В сторону кольцевой по проспекту проследовала группа велосепедистов с рюкзаками. От них шарахнулся рыжий бородач в черном задрипанном пальто и с офицерским планшетом через плечо. Он бежал, пригнувшись и все время оборачиваясь, словно на передовой. Увидев Лупцова с Иваном Павловичем, бородач взял сильно вправо, огибая незнакомых людей, и Лупцов не отказал себе в удовольствии, пошутил:
— Вон, вон, смотри, сзади…
Перебежчик испуганно обернулся, выругался, показал шутнику кулак и последовал дальше.
— Дожили, — сказал Лупцлв, — все с ума посходили. Потом выяснится, что ничего особенного не произошло, какуб–нибудь ракету запустили или физики чего–то перепутали, а будет поздно. Страна превратится в большой сумасшедший дом.
— Уже превратилась, — откликнулся Иван Павлович.
Они дошли до поворота и еще издалека услышали выстрелы, крики и звон разбиваемого стекла. Лупцов с Иваном Павловичем прибавили шагу и вскоре увидели, как толпа человек в тридцать вдребезги разнесла закрытые двери универсама и ворвалась внутрь. Два обескураженных милиционера, один без фуражки, с расцарапанной щекой, стояли перед развороченным входом и что–то друг другу доказывали.
— Ну вот, народ запасается продуктами, — мрачно пошутил Лупцов.
— Да, не мешало бы, — ответил Иван Павлович. — Сейчас не запастись — завтра поздно будет, все растащат. Может, пойдем, Игорек, купим, пока есть?
— Иван Павлович, — укоризненно протянул Лупцов, — у кого купим, у милиционеров? Или у погромщиков?
— Ну, так возьмем, — мучаясь от желания присоединиться к погромщикам, ответил Иван Павлович.

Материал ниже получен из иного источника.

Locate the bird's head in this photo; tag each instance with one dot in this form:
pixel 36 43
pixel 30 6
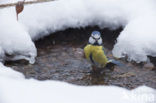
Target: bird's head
pixel 95 38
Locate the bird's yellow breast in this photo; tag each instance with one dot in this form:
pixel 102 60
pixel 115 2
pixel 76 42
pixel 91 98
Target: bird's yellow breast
pixel 96 55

Если бы не Лупцов, он попытал бы счастья или подошел бы к милиционерам, глядишь, что–нибудь и перепало бы. Но сосед своей иронией ставил Ивана Павловича в неловкое положение.
— Пойдем, пойдем, Иван Павлович. — Лупцов взял его за руку и перевел на другую сторону улицы. — Воровство, оно в любое время воровство, даже в военное. Ну что тебе две пачки «геркулеса» или пшена? Больше–то и положить некуда. Мараться за шестьдесят копеек.

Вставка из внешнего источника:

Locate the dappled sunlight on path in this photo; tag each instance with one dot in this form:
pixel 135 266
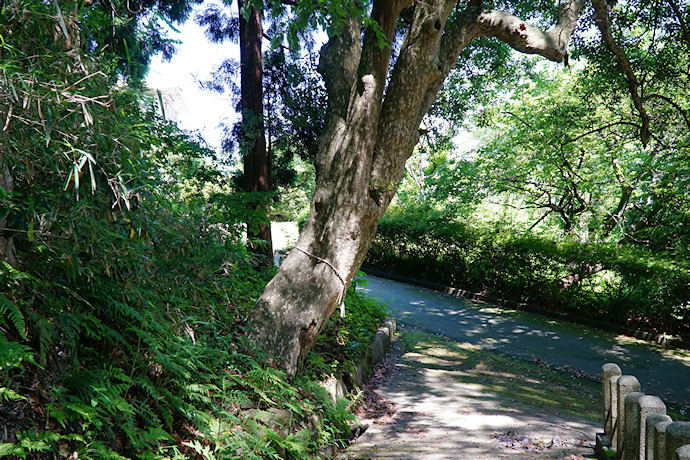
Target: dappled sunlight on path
pixel 530 337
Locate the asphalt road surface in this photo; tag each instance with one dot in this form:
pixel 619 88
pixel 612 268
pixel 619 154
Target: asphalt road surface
pixel 661 372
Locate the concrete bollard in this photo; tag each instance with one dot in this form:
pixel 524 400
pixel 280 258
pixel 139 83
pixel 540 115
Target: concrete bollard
pixel 651 433
pixel 608 370
pixel 660 440
pixel 631 429
pixel 683 453
pixel 614 411
pixel 677 435
pixel 646 405
pixel 625 384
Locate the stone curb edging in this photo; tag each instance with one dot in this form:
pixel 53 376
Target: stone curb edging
pixel 338 387
pixel 519 306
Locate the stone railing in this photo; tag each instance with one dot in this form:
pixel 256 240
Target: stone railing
pixel 636 426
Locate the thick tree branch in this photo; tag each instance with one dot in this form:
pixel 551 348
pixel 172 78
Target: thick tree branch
pixel 551 44
pixel 601 16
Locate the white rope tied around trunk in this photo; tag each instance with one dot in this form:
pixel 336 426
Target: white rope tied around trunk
pixel 337 273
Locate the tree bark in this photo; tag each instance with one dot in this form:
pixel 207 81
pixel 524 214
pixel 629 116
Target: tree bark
pixel 372 128
pixel 257 164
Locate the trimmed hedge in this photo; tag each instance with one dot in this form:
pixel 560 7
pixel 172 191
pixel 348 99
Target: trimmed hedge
pixel 625 286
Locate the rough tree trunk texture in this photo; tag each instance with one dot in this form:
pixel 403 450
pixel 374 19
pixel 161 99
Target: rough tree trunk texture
pixel 257 165
pixel 372 128
pixel 8 252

— Нет, громко возмутился Иван Павлович. Момент был упущен, возвращаться казалось неудобным, а вернее, фраза Лупцова о воровстве несколько охладила пыл Ивана Павловича, и он обиделся на своего соседа. — Нет, — повторил он, — не за шестьдесят копеек. В военное время, между прочим, жратва имеет другую цену. И вообще, здесь дело не в деньгах. Две пачки «геркулеса» могут моей семье жизнь спасти. Ты этого не знаешь, а я уже одну войну прошел.

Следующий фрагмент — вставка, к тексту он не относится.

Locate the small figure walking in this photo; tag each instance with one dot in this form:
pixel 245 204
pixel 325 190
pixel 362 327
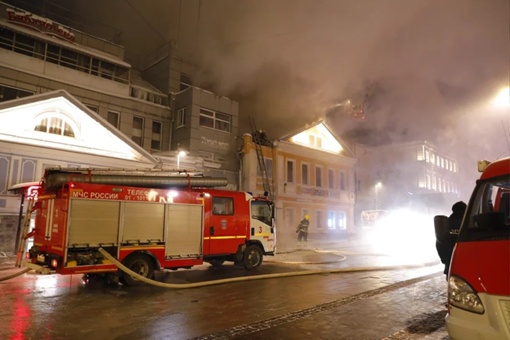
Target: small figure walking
pixel 445 249
pixel 302 230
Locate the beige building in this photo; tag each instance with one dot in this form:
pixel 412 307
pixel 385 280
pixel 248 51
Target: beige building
pixel 309 173
pixel 416 175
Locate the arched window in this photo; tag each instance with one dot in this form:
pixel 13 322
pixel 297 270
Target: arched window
pixel 56 126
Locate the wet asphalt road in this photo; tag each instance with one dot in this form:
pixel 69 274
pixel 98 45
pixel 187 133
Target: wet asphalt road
pixel 396 303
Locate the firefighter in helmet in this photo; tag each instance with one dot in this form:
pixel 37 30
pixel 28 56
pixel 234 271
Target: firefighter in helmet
pixel 302 230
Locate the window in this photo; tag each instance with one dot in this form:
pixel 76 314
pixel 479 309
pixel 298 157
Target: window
pixel 137 132
pixel 223 206
pixel 261 211
pixel 181 117
pixel 290 171
pixel 419 155
pixel 315 141
pixel 289 217
pixel 331 179
pixel 93 108
pixel 319 219
pixel 113 118
pixel 157 128
pixel 318 176
pixel 342 180
pixel 9 93
pixel 268 162
pixel 304 174
pixel 331 220
pixel 215 120
pixel 341 220
pixel 56 126
pixel 185 81
pixel 70 58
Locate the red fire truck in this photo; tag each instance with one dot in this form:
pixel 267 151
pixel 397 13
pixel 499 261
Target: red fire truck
pixel 148 220
pixel 479 275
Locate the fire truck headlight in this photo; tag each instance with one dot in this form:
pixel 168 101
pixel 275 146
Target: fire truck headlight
pixel 54 263
pixel 461 295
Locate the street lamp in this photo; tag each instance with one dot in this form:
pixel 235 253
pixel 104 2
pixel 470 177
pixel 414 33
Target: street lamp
pixel 503 98
pixel 180 154
pixel 376 188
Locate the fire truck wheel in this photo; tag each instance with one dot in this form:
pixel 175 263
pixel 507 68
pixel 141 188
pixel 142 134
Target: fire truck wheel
pixel 252 257
pixel 140 264
pixel 216 263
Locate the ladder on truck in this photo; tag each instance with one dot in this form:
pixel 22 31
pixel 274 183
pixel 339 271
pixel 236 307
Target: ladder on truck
pixel 24 232
pixel 256 137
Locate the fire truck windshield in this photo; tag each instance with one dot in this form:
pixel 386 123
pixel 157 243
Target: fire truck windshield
pixel 488 216
pixel 261 211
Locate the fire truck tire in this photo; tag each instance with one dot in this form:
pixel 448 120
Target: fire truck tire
pixel 216 263
pixel 252 257
pixel 140 264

— Ну извини, Иван Павлович, если обидел, — примирительно сказал Лупцов. — Но так вот, с боем брать магазин, все равно… Да и пристрелить могут. Видел у милиционеров пушки. Возьмут, шлепнут тебя, чтоб другим неповадно было. Им–то все равно, кого… Они прошли уже несколько коротких автобусных остановок, пересекли площадь и яблоневой университетской аллеей направились к центру. Иван Павлович, надувшись, молчал. Молчал и Лупцов. Он издалека приметил двух каких–то подозрительных типов, которые, прячась между деревьями, шли в том же направлении. На всякий случай Лупцов увлек своего спутника на противоположную сторону, и только сейчас, переходя дорогу, обратил внимание на то, как изменился асфальт, — он словно бы покрылся голубовато–серебристой слизью, которая местами поблескивала окалиной, а где–то переливалась жирными нефтяными разводами.